For the first time in decades, nearly every segment of the commodities markets is hitting new highs, enjoying what looks to be a long-term boom cycle that probably began as early as 2019 and received a huge boost from pent-up demand after the pandemic. In fact, once vaccines for COVID-19 became widely available, many of the most popular niches like energy, agriculture, and metals began setting all-time highs. In just the first five months of this year, the main com-index (S&P’s GSCI) is up more than 15 percent. But compared to where the numbers were one year ago, in early 2021, the same index has risen by more than 83 percent.
It’s now entirely possible that commodities as a group, could outperform bonds, stocks, and most other securities for the year. Consider some raw statistics that since this time last year, both copper and aluminum have doubled in price, hitting 10-year peaks along the way. Recently, lumber, iron ore, and the precious metal palladium reached all-time price highs. What’s going on, and how can ordinary investors get a piece of the action?
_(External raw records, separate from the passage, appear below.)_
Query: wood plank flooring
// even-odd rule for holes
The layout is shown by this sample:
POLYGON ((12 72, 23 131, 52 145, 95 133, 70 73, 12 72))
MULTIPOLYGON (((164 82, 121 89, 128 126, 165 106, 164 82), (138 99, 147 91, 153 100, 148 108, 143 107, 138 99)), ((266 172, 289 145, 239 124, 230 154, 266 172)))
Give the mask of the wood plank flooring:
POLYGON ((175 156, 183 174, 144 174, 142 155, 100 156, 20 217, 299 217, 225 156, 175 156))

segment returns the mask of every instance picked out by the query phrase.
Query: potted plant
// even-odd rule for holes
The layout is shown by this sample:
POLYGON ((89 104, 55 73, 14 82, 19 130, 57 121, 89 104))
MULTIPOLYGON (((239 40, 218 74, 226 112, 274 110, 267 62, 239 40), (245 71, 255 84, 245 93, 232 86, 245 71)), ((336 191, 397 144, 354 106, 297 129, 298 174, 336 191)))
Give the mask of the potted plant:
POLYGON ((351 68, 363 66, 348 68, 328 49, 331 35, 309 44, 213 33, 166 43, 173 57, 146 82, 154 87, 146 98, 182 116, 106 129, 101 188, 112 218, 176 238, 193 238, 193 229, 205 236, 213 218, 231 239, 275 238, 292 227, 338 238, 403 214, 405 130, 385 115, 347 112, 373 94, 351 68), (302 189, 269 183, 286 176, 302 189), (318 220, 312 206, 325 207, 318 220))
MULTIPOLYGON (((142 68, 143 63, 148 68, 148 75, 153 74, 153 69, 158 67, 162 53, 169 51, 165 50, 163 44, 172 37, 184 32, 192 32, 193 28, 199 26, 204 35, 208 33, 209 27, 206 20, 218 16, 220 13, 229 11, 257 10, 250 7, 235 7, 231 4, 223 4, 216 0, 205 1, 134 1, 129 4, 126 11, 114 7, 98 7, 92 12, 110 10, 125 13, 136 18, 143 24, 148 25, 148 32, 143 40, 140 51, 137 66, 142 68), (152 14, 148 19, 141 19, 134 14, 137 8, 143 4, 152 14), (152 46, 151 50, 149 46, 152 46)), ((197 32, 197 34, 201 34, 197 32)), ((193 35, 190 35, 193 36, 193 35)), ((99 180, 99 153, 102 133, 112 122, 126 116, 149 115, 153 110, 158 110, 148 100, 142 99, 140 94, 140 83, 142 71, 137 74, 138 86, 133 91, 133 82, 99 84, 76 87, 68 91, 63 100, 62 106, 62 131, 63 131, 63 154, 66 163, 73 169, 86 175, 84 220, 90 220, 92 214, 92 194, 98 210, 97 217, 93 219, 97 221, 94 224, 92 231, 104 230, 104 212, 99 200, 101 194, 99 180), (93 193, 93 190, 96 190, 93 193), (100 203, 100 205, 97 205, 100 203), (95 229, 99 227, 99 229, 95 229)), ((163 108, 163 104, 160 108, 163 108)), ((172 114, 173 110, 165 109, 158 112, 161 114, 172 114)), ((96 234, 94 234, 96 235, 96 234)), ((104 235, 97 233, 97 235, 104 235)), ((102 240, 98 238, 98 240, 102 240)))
Here’s a quick look at factors and facts behind the recent surge in the global commodity markets.
How Can New Investors Take Advantage of an Up Market?
In markets that are trending strongly upward, one of the most advantageous ways to build a profitable commodities portfolio is to use buying leverage. The beauty of multiplying your buying potential means you can access higher amounts of the particular commodity you’re interested in, like copper or timber. And while leverage comes with the risk of loss as well as gain, it gives traders of all income levels the chance to participate in price rises and to bag significant profits. You can watch this leverage trading video if you want to learn more about these powerful trading techniques.
Are We Entering a Commodities Super Cycle?
What’s causing all the run-ups in prices of metals, lumber, and other key assets? There are at least three things that appear to be driving the upswing. First, the incredible amount of demand that was squelched during the pandemic is now coming to the surface. That means companies that didn’t want to, or couldn’t buy input materials during the pandemic are making up for lost time and trying hard to fill back-orders.
So, demand might be the most apparent cause of the price rises, but one less-obvious one is the availability of vaccines. Even when worldwide infection and death rates from COVID were declining, institutional investors seemed to not respond very quickly. But, when vaccines began to appear, and millions of people lined up for them, many asset markets took notice. It was as if the vaccines were proof that the pandemic was finally turning around, and that the economy was turning the corner.
Third, several governments, notably the U.S., has signaled an intention to begin a period of heavy investment in green energy technologies. By their very nature, green products rely strongly on the efficient production of commodities. So, when green energy initiatives, infrastructure projects, and stimulus programs began to show up on legislative agendas, prices got yet another boost.
One of the most interesting aspects of commodity trading is that when prices go up for assets like gold, lumber, copper, corn, and lithium, there is often a corresponding increase in the price of stocks in related industries. For instance, when the price of copper rises, companies involved in mining and processing the metal tend to do well. But, there’s more to the potential returns than that. Prices of key commodity assets typically rise when the economy is recovering from a down period. Likewise, price levels go up in times of inflation, in response to raw demand, and as a result of government investment in environmental programs.
Diversification and Hedging Against Inflation
For investors who own bonds and stocks, commodities can be an ideal way to balance and diversify. It’s true that many raw assets, like steel, crude oil, coffee, and gold, can rise in price when the overall securities markets decline and offer fewer opportunities. It’s common to read financial news stories about people who use gold as a hedge against inflation. In fact, there are dozens of commodities that can do the very same thing for a portfolio during times of economic uncertainty and general volatility.
Using leveraged buying power to take advantage of the current upswing in the commodities markets is something that even new investors can take part in, as long as they’re informed and understand how to place orders with confidence.